The director was so adamant that Vikander was right for "The Danish Girl" that when she had a scheduling conflict, production was put on hold for five months to accommodate her. So she went off to New Zealand to film Derek Cianfrance's "The Light Between Oceans" opposite Michael Fassbender — now rumored to be her boyfriend — before returning to London in February for Hooper's film.
"We just knew that she was right, so we decided it was worth it to shut everything down and wait," said Gail Mutrux, one of "Danish Girl's" producers. "She always resists making an obvious sentimental choice in the most emotional scenes."
"The Danish Girl" is hitting theaters at the tail end of a year in which transgender stories finally began to appear on-screen. In April, Olympian Bruce Jenner announced he was transitioning to Caitlyn Jenner, appearing for the first time as a woman on the July cover of Vanity Fair; her journey was later documented on an E! reality series. Amazon's "Transparent," starring Jeffrey Tambor as a retired college professor who tells his family he wants to live as a woman, took five Emmys in September.
In "The Danish Girl," Vikander's character asks her husband to pose as a female model for one of her portraits. Days after the painting is finished, she's stunned to come home and find her husband still dressed in stockings and high heels. That's when she has to decide whether to help Lili through her transition or end the marriage.
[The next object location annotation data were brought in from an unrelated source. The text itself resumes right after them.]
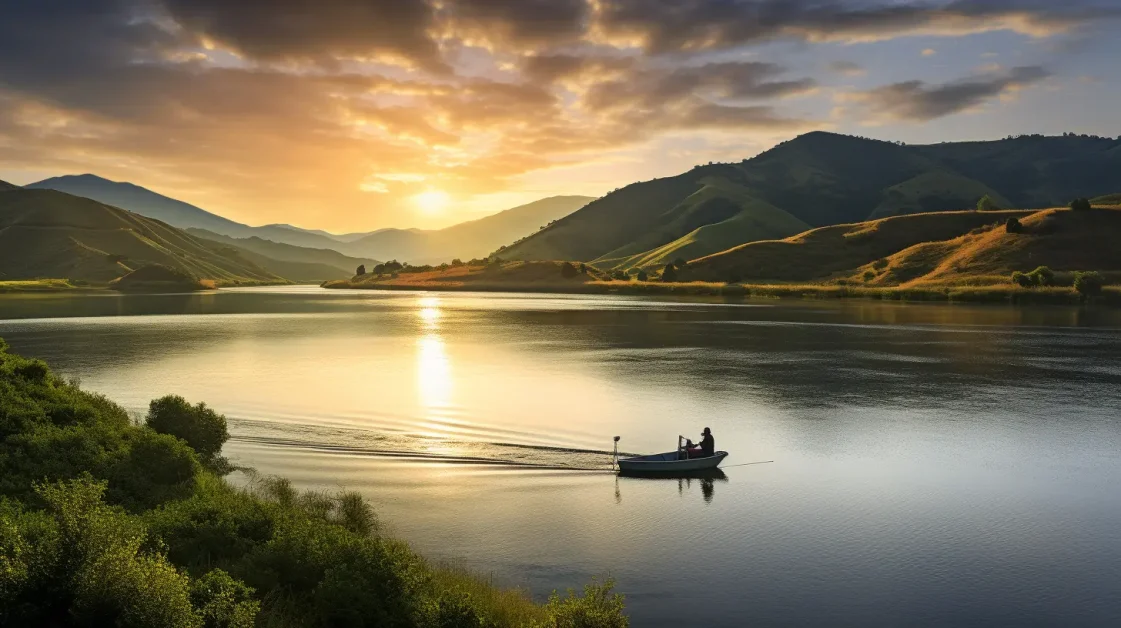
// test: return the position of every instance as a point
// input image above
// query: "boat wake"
(416, 448)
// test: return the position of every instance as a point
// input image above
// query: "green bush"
(987, 204)
(1043, 276)
(1089, 284)
(669, 274)
(1022, 279)
(203, 428)
(599, 608)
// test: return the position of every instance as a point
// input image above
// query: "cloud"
(664, 26)
(916, 101)
(846, 68)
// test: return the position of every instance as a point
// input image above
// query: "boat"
(667, 463)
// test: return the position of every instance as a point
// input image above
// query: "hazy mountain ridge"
(465, 240)
(822, 178)
(45, 233)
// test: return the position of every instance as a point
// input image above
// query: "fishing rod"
(747, 463)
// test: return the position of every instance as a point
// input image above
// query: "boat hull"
(668, 463)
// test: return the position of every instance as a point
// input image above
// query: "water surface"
(933, 464)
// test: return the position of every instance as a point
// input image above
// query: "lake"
(933, 464)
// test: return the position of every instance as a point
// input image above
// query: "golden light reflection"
(433, 371)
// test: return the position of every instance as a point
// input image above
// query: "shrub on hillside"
(669, 274)
(1043, 276)
(1022, 279)
(1089, 284)
(987, 204)
(203, 428)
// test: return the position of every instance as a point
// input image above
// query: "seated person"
(706, 448)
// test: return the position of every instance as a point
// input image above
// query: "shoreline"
(1010, 295)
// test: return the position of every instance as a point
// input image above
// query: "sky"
(360, 114)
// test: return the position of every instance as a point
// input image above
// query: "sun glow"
(432, 201)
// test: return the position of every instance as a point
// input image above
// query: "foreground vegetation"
(104, 522)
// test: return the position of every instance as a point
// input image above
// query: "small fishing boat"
(669, 462)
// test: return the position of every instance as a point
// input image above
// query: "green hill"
(820, 179)
(298, 264)
(952, 248)
(48, 233)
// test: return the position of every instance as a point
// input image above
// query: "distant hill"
(951, 248)
(174, 212)
(466, 240)
(48, 233)
(820, 179)
(298, 264)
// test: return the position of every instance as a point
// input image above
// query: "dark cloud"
(519, 24)
(846, 67)
(665, 26)
(919, 102)
(654, 89)
(313, 29)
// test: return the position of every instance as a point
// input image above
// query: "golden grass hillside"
(47, 233)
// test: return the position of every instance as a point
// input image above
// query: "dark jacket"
(707, 444)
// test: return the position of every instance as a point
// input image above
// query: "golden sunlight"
(432, 201)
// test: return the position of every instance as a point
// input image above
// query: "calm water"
(933, 464)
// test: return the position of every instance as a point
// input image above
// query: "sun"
(432, 201)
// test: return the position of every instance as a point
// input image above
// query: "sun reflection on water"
(434, 379)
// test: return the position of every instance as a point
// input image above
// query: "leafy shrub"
(1089, 284)
(1022, 279)
(987, 204)
(1043, 276)
(669, 274)
(599, 608)
(1081, 204)
(223, 602)
(203, 428)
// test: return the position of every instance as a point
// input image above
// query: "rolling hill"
(174, 212)
(942, 248)
(48, 233)
(466, 240)
(820, 179)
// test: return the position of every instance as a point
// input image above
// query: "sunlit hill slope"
(48, 233)
(820, 179)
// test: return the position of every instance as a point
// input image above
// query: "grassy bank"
(988, 293)
(105, 522)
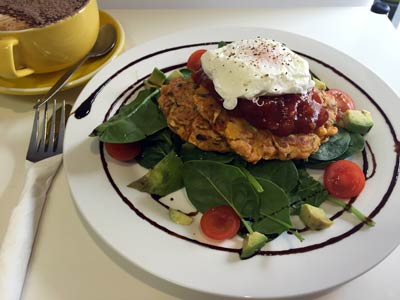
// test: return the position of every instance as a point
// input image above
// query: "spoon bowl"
(105, 42)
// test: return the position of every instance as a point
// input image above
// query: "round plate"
(138, 228)
(41, 83)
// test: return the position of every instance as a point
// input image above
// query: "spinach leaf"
(356, 145)
(191, 152)
(157, 146)
(335, 147)
(308, 190)
(274, 207)
(209, 184)
(134, 121)
(163, 179)
(282, 173)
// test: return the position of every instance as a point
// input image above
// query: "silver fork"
(42, 160)
(43, 145)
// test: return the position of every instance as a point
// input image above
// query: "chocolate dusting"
(38, 13)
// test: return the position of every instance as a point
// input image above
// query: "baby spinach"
(134, 121)
(209, 184)
(156, 146)
(308, 190)
(274, 205)
(282, 173)
(191, 152)
(335, 147)
(163, 179)
(356, 145)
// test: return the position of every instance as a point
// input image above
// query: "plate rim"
(126, 54)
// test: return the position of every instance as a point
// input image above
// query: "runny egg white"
(255, 67)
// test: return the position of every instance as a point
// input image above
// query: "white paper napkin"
(17, 244)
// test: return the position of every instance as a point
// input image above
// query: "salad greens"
(264, 195)
(131, 123)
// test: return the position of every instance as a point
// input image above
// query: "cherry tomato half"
(194, 62)
(123, 152)
(220, 223)
(344, 101)
(344, 179)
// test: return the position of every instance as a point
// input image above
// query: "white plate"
(129, 228)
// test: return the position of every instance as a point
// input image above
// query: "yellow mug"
(49, 48)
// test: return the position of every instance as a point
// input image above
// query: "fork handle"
(17, 244)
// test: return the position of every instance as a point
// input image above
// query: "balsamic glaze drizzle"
(84, 109)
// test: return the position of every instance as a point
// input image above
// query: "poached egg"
(256, 67)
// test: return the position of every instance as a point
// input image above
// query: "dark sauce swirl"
(85, 109)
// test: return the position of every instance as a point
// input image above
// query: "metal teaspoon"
(105, 42)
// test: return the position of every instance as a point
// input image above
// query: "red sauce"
(282, 115)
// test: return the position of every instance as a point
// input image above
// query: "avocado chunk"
(156, 79)
(320, 85)
(357, 121)
(163, 179)
(252, 243)
(179, 217)
(314, 217)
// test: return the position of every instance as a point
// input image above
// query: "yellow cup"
(49, 48)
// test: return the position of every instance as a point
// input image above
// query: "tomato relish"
(281, 114)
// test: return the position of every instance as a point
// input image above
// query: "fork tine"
(61, 130)
(33, 143)
(42, 141)
(52, 134)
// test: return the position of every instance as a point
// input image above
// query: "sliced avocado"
(252, 243)
(314, 217)
(320, 85)
(358, 121)
(156, 79)
(174, 74)
(179, 217)
(164, 178)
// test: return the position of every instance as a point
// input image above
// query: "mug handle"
(7, 66)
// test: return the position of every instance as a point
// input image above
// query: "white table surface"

"In preparing for the role, I met with those close to people who have transitioned," Vikander said. "And they all wanted to tell me, 'People forget that I went on a transition, too. I felt a bit lonely and needed support.' And sometimes in playing Gerda, I felt like, 'This is so tough. How could she do it?'"
At times, Vikander found it difficult to separate her feelings about the situation from her performance. When Gerda finds out her husband has secretly been dressing as a woman, she asked Hooper, wouldn't she feel deceived?
"Alicia said, 'Surely, my first reaction would be betrayal. I'd feel like there was a secret going on,'" Hooper explained. "I had to say to her: 'However compassionate we are, Gerda is probably even more compassionate. You're saying this is how I would feel.' In pushing Alicia's compassion, she became inspired by the character to be even more giving in her performance."
Vikander often finds herself to be one of the more active participants on set. She's even had trouble adjusting to more-laid back productions, like "The Man From U.N.C.L.E.," where Guy Ritchie seemed just as concerned with enjoying himself as getting all his shots in on time.
"He was all about having fun and I was standing there, like, 'Time is money!'" she remembered. "I really do like work — meeting a group of people, staying in your trailers and working 14, 16 hours a day. I feel very comfortable doing just that."
There is one thing she's looking forward to the next time she has a break, though. After living out of four bags for the past few years, she recently got her first place in London.
"And just having a shelf to put something on and knowing it's going to be there in six months? That's very exciting."